= 2009 Manitoba provincial by-elections =

Two provincial by-elections were held in the Canadian province of Manitoba on March 24, 2009 to fill vacancies in the Legislative Assembly of Manitoba. Both were won by the governing Manitoba New Democratic Party.

==Elmwood==
The electoral district of Elmwood became vacant in fall 2008 when incumbent New Democratic Party MLA Jim Maloway resigned from the legislature to run as the federal New Democratic Party candidate in Elmwood—Transcona in the 2008 federal election.

Bill Blaikie, the former MP whose retirement from federal politics opened up the NDP candidacy in Elmwood—Transcona, subsequently announced his intention to stand in the provincial by-election.
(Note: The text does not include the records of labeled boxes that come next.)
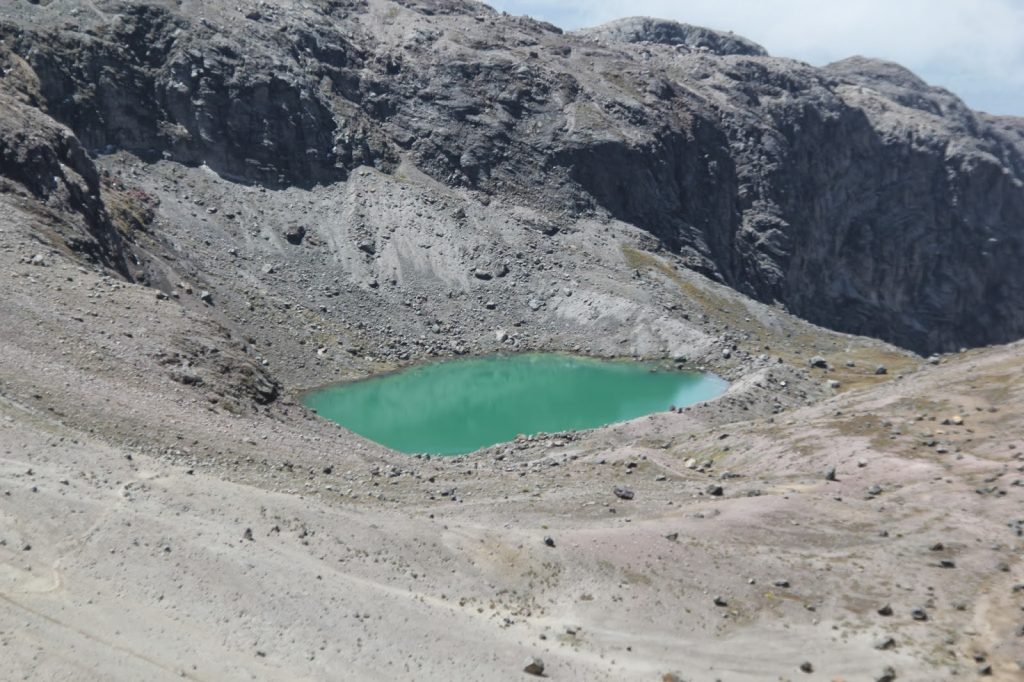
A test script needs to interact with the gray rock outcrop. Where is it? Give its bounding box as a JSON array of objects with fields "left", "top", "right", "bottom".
[{"left": 0, "top": 0, "right": 1024, "bottom": 352}]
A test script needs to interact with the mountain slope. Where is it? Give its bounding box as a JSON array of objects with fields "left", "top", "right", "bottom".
[{"left": 0, "top": 0, "right": 1024, "bottom": 352}]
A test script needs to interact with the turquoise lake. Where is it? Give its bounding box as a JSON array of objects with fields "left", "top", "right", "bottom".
[{"left": 303, "top": 353, "right": 728, "bottom": 455}]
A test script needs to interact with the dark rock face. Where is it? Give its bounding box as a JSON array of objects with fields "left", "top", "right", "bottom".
[
  {"left": 0, "top": 69, "right": 129, "bottom": 275},
  {"left": 0, "top": 0, "right": 1024, "bottom": 352}
]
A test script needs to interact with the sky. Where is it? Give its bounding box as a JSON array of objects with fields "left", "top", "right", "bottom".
[{"left": 485, "top": 0, "right": 1024, "bottom": 116}]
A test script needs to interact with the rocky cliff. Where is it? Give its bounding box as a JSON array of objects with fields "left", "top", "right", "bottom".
[{"left": 0, "top": 0, "right": 1024, "bottom": 352}]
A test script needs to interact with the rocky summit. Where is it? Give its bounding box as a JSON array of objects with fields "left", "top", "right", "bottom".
[{"left": 0, "top": 0, "right": 1024, "bottom": 681}]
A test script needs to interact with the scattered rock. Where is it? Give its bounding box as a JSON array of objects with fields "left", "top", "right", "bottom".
[
  {"left": 874, "top": 666, "right": 896, "bottom": 682},
  {"left": 285, "top": 225, "right": 306, "bottom": 246},
  {"left": 874, "top": 635, "right": 896, "bottom": 651}
]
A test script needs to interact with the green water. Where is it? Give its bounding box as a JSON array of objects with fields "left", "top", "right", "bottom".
[{"left": 303, "top": 354, "right": 727, "bottom": 455}]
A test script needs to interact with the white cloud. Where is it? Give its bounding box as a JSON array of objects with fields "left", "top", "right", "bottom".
[{"left": 490, "top": 0, "right": 1024, "bottom": 116}]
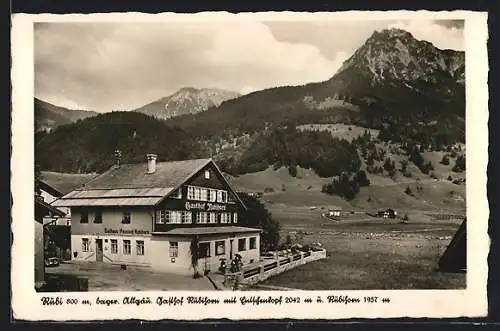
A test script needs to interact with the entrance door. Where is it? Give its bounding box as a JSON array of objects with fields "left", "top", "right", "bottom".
[{"left": 95, "top": 239, "right": 102, "bottom": 262}]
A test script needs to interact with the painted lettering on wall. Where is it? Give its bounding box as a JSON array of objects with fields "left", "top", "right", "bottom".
[
  {"left": 184, "top": 201, "right": 226, "bottom": 211},
  {"left": 104, "top": 228, "right": 149, "bottom": 235}
]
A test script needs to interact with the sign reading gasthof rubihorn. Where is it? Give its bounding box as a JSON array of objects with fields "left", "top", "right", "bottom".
[{"left": 184, "top": 201, "right": 226, "bottom": 211}]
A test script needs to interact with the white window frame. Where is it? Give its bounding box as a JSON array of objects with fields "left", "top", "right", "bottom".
[
  {"left": 215, "top": 240, "right": 226, "bottom": 256},
  {"left": 210, "top": 190, "right": 217, "bottom": 202},
  {"left": 170, "top": 210, "right": 182, "bottom": 224},
  {"left": 196, "top": 211, "right": 207, "bottom": 224},
  {"left": 110, "top": 239, "right": 118, "bottom": 254},
  {"left": 123, "top": 239, "right": 132, "bottom": 255},
  {"left": 238, "top": 238, "right": 247, "bottom": 252},
  {"left": 171, "top": 187, "right": 182, "bottom": 199},
  {"left": 181, "top": 210, "right": 193, "bottom": 224}
]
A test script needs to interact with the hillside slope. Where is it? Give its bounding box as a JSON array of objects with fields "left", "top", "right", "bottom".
[{"left": 171, "top": 29, "right": 465, "bottom": 147}]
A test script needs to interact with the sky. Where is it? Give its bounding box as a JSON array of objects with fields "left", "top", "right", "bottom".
[{"left": 34, "top": 20, "right": 464, "bottom": 112}]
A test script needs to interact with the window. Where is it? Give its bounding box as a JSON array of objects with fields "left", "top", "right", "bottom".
[
  {"left": 198, "top": 242, "right": 210, "bottom": 258},
  {"left": 82, "top": 238, "right": 89, "bottom": 252},
  {"left": 250, "top": 237, "right": 257, "bottom": 249},
  {"left": 80, "top": 210, "right": 89, "bottom": 223},
  {"left": 238, "top": 238, "right": 247, "bottom": 252},
  {"left": 123, "top": 240, "right": 130, "bottom": 255},
  {"left": 215, "top": 240, "right": 226, "bottom": 255},
  {"left": 188, "top": 186, "right": 194, "bottom": 200},
  {"left": 169, "top": 241, "right": 179, "bottom": 257},
  {"left": 122, "top": 211, "right": 130, "bottom": 224},
  {"left": 181, "top": 211, "right": 193, "bottom": 224},
  {"left": 111, "top": 239, "right": 118, "bottom": 254},
  {"left": 135, "top": 240, "right": 144, "bottom": 255},
  {"left": 156, "top": 210, "right": 165, "bottom": 224},
  {"left": 94, "top": 211, "right": 102, "bottom": 223},
  {"left": 171, "top": 188, "right": 182, "bottom": 199}
]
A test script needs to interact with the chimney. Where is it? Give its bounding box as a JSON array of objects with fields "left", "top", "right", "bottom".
[
  {"left": 146, "top": 154, "right": 158, "bottom": 174},
  {"left": 115, "top": 149, "right": 122, "bottom": 168}
]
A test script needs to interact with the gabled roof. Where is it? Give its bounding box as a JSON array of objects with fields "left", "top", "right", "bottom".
[
  {"left": 38, "top": 180, "right": 64, "bottom": 198},
  {"left": 35, "top": 197, "right": 66, "bottom": 222},
  {"left": 52, "top": 159, "right": 244, "bottom": 207}
]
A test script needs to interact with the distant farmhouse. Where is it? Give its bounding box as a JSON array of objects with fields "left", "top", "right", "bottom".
[{"left": 53, "top": 154, "right": 261, "bottom": 274}]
Two other candidates, Ed Innes and Darryl Livingstone, had submitted nomination papers, but both dropped out before the nomination meeting, and Blaikie was acclaimed as the party's candidate on December 14, 2008.
The Manitoba Progressive Conservative Party chose Adrian Schulz, a 25-year-old businessman who left high school at 14 to start his first computer business, the Manitoba Liberal Party chose Regan Wolfrom, a community activist, and the Green Party of Manitoba candidate was James Beddome, who was selected as the party's new leader in 2008.

Blaikie won the by-election, marking the first time in his 30-year political career that he will be serving in a governing party caucus rather than an opposition role.

v; t; e; Manitoba provincial by-election, March 24, 2009: Elmwood Resignation of Jim Maloway
Party: Candidate; Votes; %; ±%; Expenditures
New Democratic; Bill Blaikie; 2,325; 53.76; -7.75; $17,603.25
Progressive Conservative; Adrian Schulz; 913; 21.11; 0.10; $15,919.78
Liberal; Regan Wolfrom; 877; 20.28; 2.79; $27,106.33
Green; James R. Beddome; 210; 4.86; –; $1,115.73
Total valid votes: 4,325; –; –
Rejected: 14; –
Eligible voters / turnout: 11,907; 36.44; −13.54
Source(s) Source:

==The Pas==
The electoral district of The Pas became vacant with the death of incumbent New Democratic MLA Oscar Lathlin on November 1, 2008. The by-election was won by Frank Whitehead, a former chief of the Opaskwayak Cree Nation, who ran for the New Democrats.

The Liberal candidate was Maurice Berens, a high school teacher from Norway House, and the Progressive Conservatives selected Edna Nabess, a clothing store owner in The Pas.

v; t; e; Manitoba provincial by-election, March 24, 2009: The Pas Death of Oscar Lathlin
Party: Candidate; Votes; %; ±%; Expenditures
New Democratic; Frank Whitehead; 2,949; 75.11; 6.25; 25,898.41
Progressive Conservative; Edna Nabess; 722; 18.39; -3.06; 31,676.75
Liberal; Maurice Berens; 255; 6.50; -3.19; 9,255.99
Total valid votes: 3,926; –; –
Rejected: 23; –
Eligible voters / turnout: 13,334; 29.44; –
New Democratic hold; Swing; +4.66
Source(s) Source: "2009 The Pas Byelection Results" (PDF). Elections Manitoba.